I a while ago started picking up radio signals through my phono stage(I isolated it to that component) which is coming through my speakers. I have looked at every possibility in my apartment from reading exhaustedly on the subject here(even asking others for advice) and throughtout the internet. I have tried every possible solution offered. Nothing has helped. One expert told me that radio waves are coming in from outside my apartment which makes the most sense. He also told me to put the phonostage in a box wrapped in tin foil which did not help.

I live in a dense city area and I assume somebody put up an antenna which is interferring with my system because it initially sounded perfect. Complete silence. Digital is fine.

I've been told to simply accept it and get rid of analog and throw in my lot entirely with digital. I would hate to as I love analog so much. And comparing same recordings on analog and digital analog comes in some cases jaw-droppingly on top.
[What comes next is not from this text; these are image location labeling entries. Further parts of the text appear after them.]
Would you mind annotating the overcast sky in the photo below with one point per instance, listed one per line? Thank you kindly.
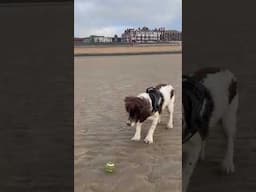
(109, 17)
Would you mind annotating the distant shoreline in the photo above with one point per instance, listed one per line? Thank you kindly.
(113, 50)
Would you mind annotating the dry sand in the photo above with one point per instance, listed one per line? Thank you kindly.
(101, 83)
(138, 49)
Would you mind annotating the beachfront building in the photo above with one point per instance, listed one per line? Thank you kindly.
(100, 39)
(141, 35)
(170, 35)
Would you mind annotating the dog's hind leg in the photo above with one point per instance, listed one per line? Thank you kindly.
(202, 152)
(149, 137)
(171, 110)
(229, 126)
(190, 155)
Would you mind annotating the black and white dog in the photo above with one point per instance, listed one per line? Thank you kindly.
(149, 105)
(209, 96)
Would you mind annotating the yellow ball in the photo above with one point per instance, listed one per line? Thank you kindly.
(109, 167)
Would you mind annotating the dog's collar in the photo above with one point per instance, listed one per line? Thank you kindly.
(157, 99)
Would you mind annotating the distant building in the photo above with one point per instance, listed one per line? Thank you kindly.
(116, 39)
(78, 41)
(144, 35)
(100, 39)
(170, 35)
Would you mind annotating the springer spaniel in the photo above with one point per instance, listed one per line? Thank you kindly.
(209, 96)
(149, 105)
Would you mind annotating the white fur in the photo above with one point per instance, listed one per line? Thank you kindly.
(155, 117)
(194, 149)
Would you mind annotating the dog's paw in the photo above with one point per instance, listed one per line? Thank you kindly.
(135, 138)
(228, 166)
(148, 140)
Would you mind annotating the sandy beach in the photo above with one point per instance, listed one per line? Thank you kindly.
(126, 50)
(101, 83)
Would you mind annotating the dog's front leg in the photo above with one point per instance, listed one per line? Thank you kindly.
(149, 137)
(190, 155)
(137, 134)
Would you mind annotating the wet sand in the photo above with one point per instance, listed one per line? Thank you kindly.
(101, 83)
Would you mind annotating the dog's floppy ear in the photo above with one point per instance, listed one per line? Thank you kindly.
(128, 103)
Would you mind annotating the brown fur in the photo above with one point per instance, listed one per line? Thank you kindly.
(138, 108)
(160, 85)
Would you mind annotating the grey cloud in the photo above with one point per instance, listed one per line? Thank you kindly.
(112, 16)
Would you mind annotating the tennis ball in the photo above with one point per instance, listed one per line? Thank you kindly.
(109, 167)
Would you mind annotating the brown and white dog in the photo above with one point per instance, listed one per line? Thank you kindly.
(209, 96)
(149, 105)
A strange thing as well one channel is much louder with the frequencies than the other. One is quiet enough that the music would cover the sound but the other is much too loud. I tried moving around speaker cables and same thing.  I have had two analog experts over though not engineers and neither was able to help me. 

Has anybody had this problem or known anybody with it? Were they able to solve it or did they have to give it up? I have tried both tube and solid state and same problem.
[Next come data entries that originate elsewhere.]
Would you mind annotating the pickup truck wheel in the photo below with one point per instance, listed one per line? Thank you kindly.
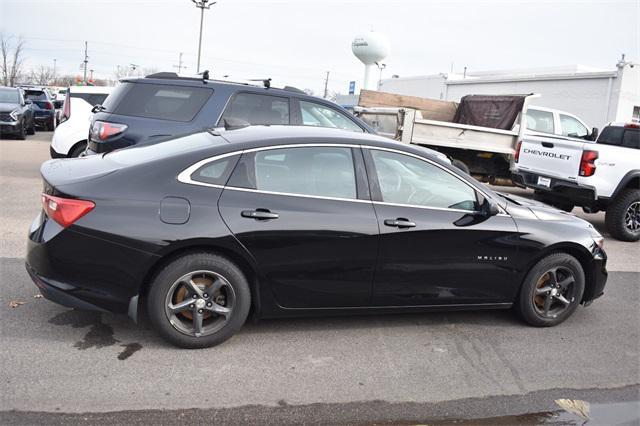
(460, 165)
(623, 216)
(551, 291)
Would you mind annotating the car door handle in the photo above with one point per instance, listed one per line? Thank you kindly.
(259, 214)
(400, 223)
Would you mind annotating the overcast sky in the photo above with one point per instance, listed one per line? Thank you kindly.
(296, 41)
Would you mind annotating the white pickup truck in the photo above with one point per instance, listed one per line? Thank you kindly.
(479, 135)
(600, 175)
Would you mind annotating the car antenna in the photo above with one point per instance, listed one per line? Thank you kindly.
(265, 81)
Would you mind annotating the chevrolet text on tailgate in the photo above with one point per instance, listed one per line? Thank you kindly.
(600, 175)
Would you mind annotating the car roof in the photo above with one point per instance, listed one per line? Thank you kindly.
(265, 136)
(91, 89)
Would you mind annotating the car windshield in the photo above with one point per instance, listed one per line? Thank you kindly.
(35, 95)
(9, 96)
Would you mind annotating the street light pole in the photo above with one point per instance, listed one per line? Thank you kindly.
(202, 5)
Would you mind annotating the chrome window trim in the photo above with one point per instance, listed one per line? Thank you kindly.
(185, 176)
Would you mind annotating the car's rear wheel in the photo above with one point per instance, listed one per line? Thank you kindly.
(552, 290)
(623, 216)
(199, 300)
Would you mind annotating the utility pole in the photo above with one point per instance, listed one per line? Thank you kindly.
(86, 61)
(180, 66)
(202, 5)
(326, 84)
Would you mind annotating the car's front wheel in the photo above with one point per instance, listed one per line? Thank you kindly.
(552, 290)
(199, 300)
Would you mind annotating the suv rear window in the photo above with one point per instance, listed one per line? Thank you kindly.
(91, 98)
(258, 109)
(163, 102)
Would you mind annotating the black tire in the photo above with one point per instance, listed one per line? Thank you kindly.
(164, 283)
(617, 219)
(22, 133)
(537, 280)
(32, 128)
(562, 205)
(460, 165)
(77, 150)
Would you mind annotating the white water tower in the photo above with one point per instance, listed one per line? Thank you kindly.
(370, 47)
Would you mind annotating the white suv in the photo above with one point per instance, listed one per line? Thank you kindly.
(601, 175)
(70, 137)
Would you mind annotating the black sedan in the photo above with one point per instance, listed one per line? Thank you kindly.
(204, 229)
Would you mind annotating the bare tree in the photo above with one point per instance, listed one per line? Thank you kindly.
(42, 76)
(12, 60)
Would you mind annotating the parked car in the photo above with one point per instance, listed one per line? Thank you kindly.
(16, 115)
(43, 109)
(161, 105)
(291, 220)
(597, 176)
(70, 137)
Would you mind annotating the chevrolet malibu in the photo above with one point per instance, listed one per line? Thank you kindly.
(203, 230)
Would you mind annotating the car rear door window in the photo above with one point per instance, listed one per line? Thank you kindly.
(408, 180)
(257, 109)
(313, 171)
(314, 114)
(572, 127)
(539, 121)
(163, 102)
(631, 138)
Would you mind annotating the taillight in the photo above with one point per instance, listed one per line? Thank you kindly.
(65, 211)
(66, 107)
(101, 130)
(516, 156)
(587, 163)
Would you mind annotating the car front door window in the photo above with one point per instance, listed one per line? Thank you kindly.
(314, 114)
(410, 181)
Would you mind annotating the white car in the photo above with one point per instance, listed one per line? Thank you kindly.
(70, 138)
(601, 175)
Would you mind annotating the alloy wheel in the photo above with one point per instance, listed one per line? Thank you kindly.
(200, 303)
(554, 292)
(632, 217)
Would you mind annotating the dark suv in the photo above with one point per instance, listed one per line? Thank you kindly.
(16, 115)
(43, 108)
(150, 109)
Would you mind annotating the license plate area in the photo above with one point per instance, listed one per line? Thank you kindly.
(543, 181)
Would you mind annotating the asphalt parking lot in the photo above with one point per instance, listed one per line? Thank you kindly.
(402, 368)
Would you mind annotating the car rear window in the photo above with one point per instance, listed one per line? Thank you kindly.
(91, 98)
(35, 95)
(159, 101)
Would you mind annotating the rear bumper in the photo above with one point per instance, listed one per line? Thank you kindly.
(596, 276)
(55, 154)
(560, 189)
(10, 127)
(59, 263)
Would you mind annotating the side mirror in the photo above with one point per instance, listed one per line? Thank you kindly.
(489, 208)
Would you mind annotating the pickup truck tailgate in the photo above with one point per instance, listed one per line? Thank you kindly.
(555, 157)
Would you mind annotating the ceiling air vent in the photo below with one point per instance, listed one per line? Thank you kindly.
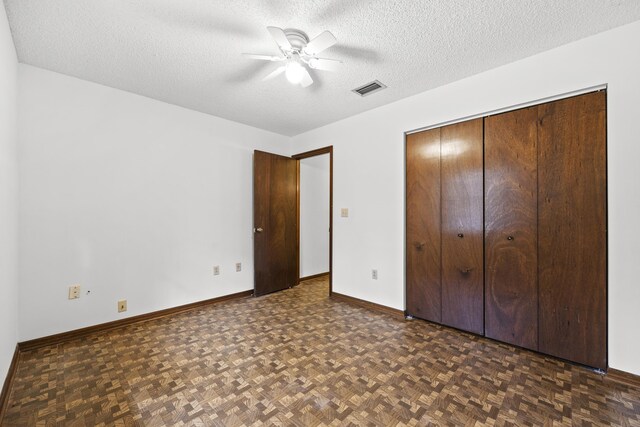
(369, 88)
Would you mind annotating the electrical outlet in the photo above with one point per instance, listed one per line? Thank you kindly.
(74, 292)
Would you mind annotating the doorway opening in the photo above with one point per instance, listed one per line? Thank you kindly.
(315, 219)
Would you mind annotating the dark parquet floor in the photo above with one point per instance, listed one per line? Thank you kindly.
(299, 358)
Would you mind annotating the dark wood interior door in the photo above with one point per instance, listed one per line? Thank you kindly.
(572, 229)
(462, 225)
(275, 215)
(511, 245)
(423, 225)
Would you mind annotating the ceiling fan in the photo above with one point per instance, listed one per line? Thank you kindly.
(297, 52)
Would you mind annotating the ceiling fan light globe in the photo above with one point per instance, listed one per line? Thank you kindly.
(294, 72)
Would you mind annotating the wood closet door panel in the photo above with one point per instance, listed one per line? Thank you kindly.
(423, 225)
(572, 233)
(462, 226)
(511, 246)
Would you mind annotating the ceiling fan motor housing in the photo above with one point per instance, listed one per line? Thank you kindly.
(297, 38)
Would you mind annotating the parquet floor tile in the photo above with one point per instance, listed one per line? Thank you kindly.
(298, 358)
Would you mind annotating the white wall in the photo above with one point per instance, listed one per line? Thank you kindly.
(8, 198)
(131, 198)
(314, 215)
(369, 170)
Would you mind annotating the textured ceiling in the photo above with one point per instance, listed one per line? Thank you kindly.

Thanks for any thoughts or advice you may have.

 

roxy1927

Showing 1 response by atmasphere

FWIW this could also be occurring at the output of the phono stage. I would at least try a different set of interconnects at the output of the phono section to see if that had any effect.

RFI can be really pesky. A phono section that picks it up can wind up being shipped back to the manufacturer for repairs, so usually some effort is made to prevent it happening. But not all designers work with the same tool kit! Several things affect RFI:

RFI injected at the input. RF beads can be installed to prevent RF getting to the input section if it makes it past the input connector. If the phono section is lacking 'stopping resistors' it can be prone to this sort of thing since the input device (tube or transistor) can then serve to rectify the RF, causing it to become audible. Stopping resistors can cause a Miller Effect high frequency rolloff, preventing RF from entering the gain stage. Don't worry if you don't understand what I've written, but if you send the unit back for repairs, point out this post to the manufacturer.

RFI introduced by poor grounding. This may be as simple as a bad power cord or a loose screw in the breaker box. Poor ground does include the grounding scheme of the equipment as well. 

The thing is, we're likely looking for something that has changed, since this problem suddenly showed up. For that reason I'm suspicious that the cause is outside of the audio system itself; IOW I think its a bad ground.